Hannah Lin and Martin Maas, Google DeepMind; Maximilian Roquemore, Google; Arman Hasanzadeh, Google DeepMind; Fred Lewis, Yusuf Simonson, Ameya Shringi, and Hongwen Dai, Google; Patrick Musau, Google DeepMind; Tzu-Wei Yang, Google; Amir Yazdanbakhsh and Deniz Altinbüken, Google DeepMind; Florin Papa, Maggie Nolan Edmonds, Aditya Patil, Don Schwarz, Satish Chandra, and Chris Kennelly, Google; Milad Hashemi, Google DeepMind; Parthasarathy Ranganathan, Google
Large Language Models (LLMs) have shown significant promise in automating code efficiency optimization. While prior work demonstrates these techniques on artificial datasets such as programming competitions or small benchmarks, deploying these techniques at scale in production has remained an open problem. Arguably, two challenges have prevented the adoption in large-scale real-world systems: opportunity localization and reliability. First, applying an LLM to every line across a large code base is expensive and prone to generating an overwhelming number of low-quality suggestions, placing unsustainable cognitive load on human code reviewers. Second, the inherent unreliability of LLM-generated code risks introducing errors that can lead to production incidents. These challenges are largely orthogonal to the ML techniques prior work has focused on; they are real-world systems problems.

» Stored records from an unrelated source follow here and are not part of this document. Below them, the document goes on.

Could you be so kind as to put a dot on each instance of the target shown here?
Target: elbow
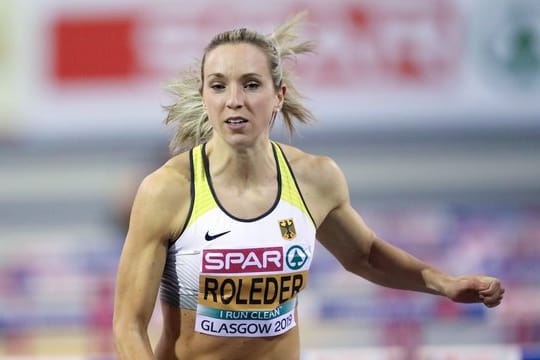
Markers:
(358, 265)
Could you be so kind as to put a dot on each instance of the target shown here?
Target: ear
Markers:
(280, 97)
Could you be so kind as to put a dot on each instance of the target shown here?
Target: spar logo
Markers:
(296, 257)
(242, 260)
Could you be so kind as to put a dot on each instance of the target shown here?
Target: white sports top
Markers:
(240, 275)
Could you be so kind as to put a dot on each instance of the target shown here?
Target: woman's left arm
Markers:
(344, 233)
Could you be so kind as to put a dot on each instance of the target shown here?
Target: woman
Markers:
(227, 229)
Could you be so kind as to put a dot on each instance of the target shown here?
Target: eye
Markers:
(217, 86)
(252, 85)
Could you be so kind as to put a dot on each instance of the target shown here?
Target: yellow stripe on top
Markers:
(203, 200)
(289, 189)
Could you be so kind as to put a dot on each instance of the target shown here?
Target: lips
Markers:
(236, 120)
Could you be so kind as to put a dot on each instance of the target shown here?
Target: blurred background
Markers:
(431, 107)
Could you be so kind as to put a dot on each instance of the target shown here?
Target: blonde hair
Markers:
(187, 111)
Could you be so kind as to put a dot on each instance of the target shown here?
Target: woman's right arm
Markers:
(141, 264)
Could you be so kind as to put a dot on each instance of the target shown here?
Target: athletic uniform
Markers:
(242, 276)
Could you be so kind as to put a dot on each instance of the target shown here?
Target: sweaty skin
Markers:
(243, 172)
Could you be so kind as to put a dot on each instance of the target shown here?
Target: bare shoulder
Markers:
(320, 179)
(163, 197)
(319, 170)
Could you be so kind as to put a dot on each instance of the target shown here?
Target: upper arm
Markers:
(143, 255)
(342, 230)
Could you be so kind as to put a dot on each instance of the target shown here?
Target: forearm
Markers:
(392, 267)
(132, 343)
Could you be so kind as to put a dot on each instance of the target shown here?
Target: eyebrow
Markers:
(247, 75)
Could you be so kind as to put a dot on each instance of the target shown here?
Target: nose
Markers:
(236, 97)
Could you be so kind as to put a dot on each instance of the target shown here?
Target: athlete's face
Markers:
(238, 93)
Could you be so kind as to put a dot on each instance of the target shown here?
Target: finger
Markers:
(493, 300)
(491, 287)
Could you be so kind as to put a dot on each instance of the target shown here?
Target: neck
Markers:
(241, 167)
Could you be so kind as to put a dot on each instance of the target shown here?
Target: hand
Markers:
(475, 289)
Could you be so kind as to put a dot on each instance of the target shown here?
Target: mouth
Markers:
(236, 120)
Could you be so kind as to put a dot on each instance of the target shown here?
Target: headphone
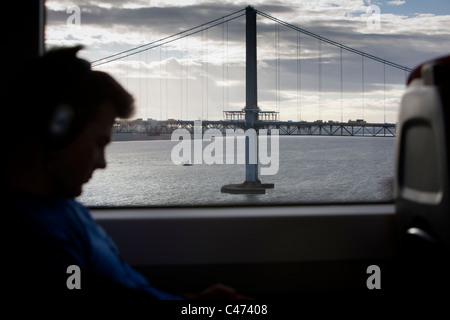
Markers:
(67, 91)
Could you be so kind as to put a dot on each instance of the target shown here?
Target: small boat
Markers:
(187, 163)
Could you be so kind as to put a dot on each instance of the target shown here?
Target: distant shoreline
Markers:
(138, 136)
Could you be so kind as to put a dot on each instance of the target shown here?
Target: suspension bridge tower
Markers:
(252, 184)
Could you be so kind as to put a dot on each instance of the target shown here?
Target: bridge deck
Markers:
(158, 127)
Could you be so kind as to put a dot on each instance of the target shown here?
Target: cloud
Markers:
(214, 60)
(395, 2)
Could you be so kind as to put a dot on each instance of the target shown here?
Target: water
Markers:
(312, 169)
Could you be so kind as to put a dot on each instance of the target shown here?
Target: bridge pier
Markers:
(251, 185)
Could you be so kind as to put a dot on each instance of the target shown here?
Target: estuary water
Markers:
(312, 169)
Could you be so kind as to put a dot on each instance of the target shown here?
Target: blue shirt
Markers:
(73, 237)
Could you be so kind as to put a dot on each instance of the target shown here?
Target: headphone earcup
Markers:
(61, 121)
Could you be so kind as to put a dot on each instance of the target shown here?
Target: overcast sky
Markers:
(202, 75)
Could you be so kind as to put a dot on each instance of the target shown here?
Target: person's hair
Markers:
(40, 87)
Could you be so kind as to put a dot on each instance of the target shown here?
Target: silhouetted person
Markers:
(59, 116)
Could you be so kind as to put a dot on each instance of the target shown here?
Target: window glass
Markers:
(329, 82)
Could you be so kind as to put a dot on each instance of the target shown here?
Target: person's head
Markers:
(67, 111)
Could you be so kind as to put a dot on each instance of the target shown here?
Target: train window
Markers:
(328, 84)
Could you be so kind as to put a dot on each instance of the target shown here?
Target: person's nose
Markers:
(101, 161)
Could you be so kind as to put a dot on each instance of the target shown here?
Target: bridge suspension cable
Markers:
(334, 43)
(169, 39)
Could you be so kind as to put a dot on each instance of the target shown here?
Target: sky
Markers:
(203, 75)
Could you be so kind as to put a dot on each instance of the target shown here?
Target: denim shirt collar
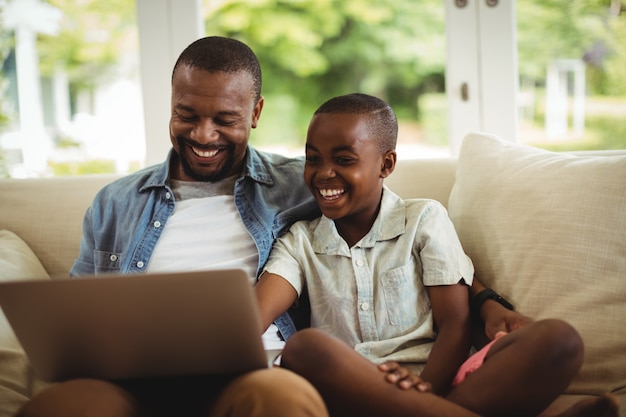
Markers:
(253, 168)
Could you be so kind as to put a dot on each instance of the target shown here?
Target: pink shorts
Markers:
(474, 362)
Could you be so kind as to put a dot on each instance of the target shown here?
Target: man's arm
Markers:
(274, 295)
(452, 320)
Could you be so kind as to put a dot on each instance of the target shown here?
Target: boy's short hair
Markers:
(381, 118)
(216, 53)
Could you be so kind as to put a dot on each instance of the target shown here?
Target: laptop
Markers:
(137, 326)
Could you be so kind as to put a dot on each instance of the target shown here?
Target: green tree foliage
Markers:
(315, 49)
(93, 36)
(573, 29)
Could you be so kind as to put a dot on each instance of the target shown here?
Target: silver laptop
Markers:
(136, 326)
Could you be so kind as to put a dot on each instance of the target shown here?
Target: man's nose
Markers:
(205, 132)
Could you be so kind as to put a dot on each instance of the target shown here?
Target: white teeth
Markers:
(330, 193)
(205, 154)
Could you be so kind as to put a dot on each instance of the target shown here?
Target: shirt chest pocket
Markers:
(107, 261)
(402, 290)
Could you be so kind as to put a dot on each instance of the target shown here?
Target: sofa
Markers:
(546, 230)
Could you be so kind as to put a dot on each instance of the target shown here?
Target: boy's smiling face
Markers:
(345, 168)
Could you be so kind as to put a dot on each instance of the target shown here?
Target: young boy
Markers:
(387, 281)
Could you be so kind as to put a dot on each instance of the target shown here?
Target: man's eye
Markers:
(223, 122)
(186, 118)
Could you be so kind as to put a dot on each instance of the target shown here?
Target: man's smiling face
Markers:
(212, 115)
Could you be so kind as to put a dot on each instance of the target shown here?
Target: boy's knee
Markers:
(272, 392)
(562, 341)
(301, 346)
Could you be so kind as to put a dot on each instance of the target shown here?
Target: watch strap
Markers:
(488, 294)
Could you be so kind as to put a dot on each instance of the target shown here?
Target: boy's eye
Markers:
(343, 160)
(186, 118)
(224, 122)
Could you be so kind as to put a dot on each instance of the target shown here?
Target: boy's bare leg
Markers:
(524, 371)
(605, 405)
(352, 385)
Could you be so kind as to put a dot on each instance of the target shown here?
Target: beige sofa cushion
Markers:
(548, 231)
(17, 382)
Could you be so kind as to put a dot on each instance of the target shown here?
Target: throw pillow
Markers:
(548, 231)
(17, 382)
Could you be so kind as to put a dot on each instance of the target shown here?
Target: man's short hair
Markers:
(380, 117)
(216, 53)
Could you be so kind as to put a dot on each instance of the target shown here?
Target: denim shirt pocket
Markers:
(107, 261)
(401, 294)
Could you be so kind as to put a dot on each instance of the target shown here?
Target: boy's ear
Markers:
(389, 164)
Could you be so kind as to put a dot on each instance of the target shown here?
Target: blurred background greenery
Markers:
(311, 50)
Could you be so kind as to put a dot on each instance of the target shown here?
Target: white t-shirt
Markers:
(206, 232)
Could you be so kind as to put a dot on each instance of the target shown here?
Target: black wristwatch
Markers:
(488, 294)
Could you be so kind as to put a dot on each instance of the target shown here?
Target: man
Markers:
(214, 203)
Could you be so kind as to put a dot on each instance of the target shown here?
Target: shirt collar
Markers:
(389, 224)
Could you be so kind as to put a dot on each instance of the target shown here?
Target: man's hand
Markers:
(403, 378)
(499, 319)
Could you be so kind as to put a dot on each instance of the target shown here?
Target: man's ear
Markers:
(389, 163)
(256, 112)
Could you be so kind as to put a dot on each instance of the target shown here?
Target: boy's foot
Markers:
(605, 405)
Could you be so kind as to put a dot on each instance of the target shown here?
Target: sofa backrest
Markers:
(47, 213)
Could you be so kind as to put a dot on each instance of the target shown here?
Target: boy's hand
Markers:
(403, 378)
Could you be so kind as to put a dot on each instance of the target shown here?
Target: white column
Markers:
(166, 27)
(481, 69)
(27, 18)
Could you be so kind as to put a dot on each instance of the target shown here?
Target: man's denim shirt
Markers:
(126, 218)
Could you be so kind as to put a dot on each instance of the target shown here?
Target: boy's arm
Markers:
(274, 295)
(494, 316)
(452, 321)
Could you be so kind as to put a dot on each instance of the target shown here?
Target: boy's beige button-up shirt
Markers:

This paper introduces ECO, a system that automatically modifies source code to improve performance at scale. ECO overcomes the localization problem by combining fleet-wide continuous profiling to identify performance-critical code with an embedding-based search to pinpoint specific optimization candidates, guided by a mined dictionary of performance anti-patterns. It overcomes the reliability problem through a multi-stage verification approach that uses automated testing, LLM-based self-review, and post-deployment monitoring to ensure changes are both correct and effective. Fully productionized and deployed within Google’s hyperscale production fleet, ECO has successfully landed over 6,400 commits, changing more than 25,000 lines of production code. Incorrect changes are caught before they are submitted to production, and 99.5% of the submitted commits did not cause any rollbacks. These optimizations have resulted in savings equivalent to several hundred thousand normalized CPU cores, showing that ECO makes LLM-based optimization both practical at scale and highly impactful in real-world settings.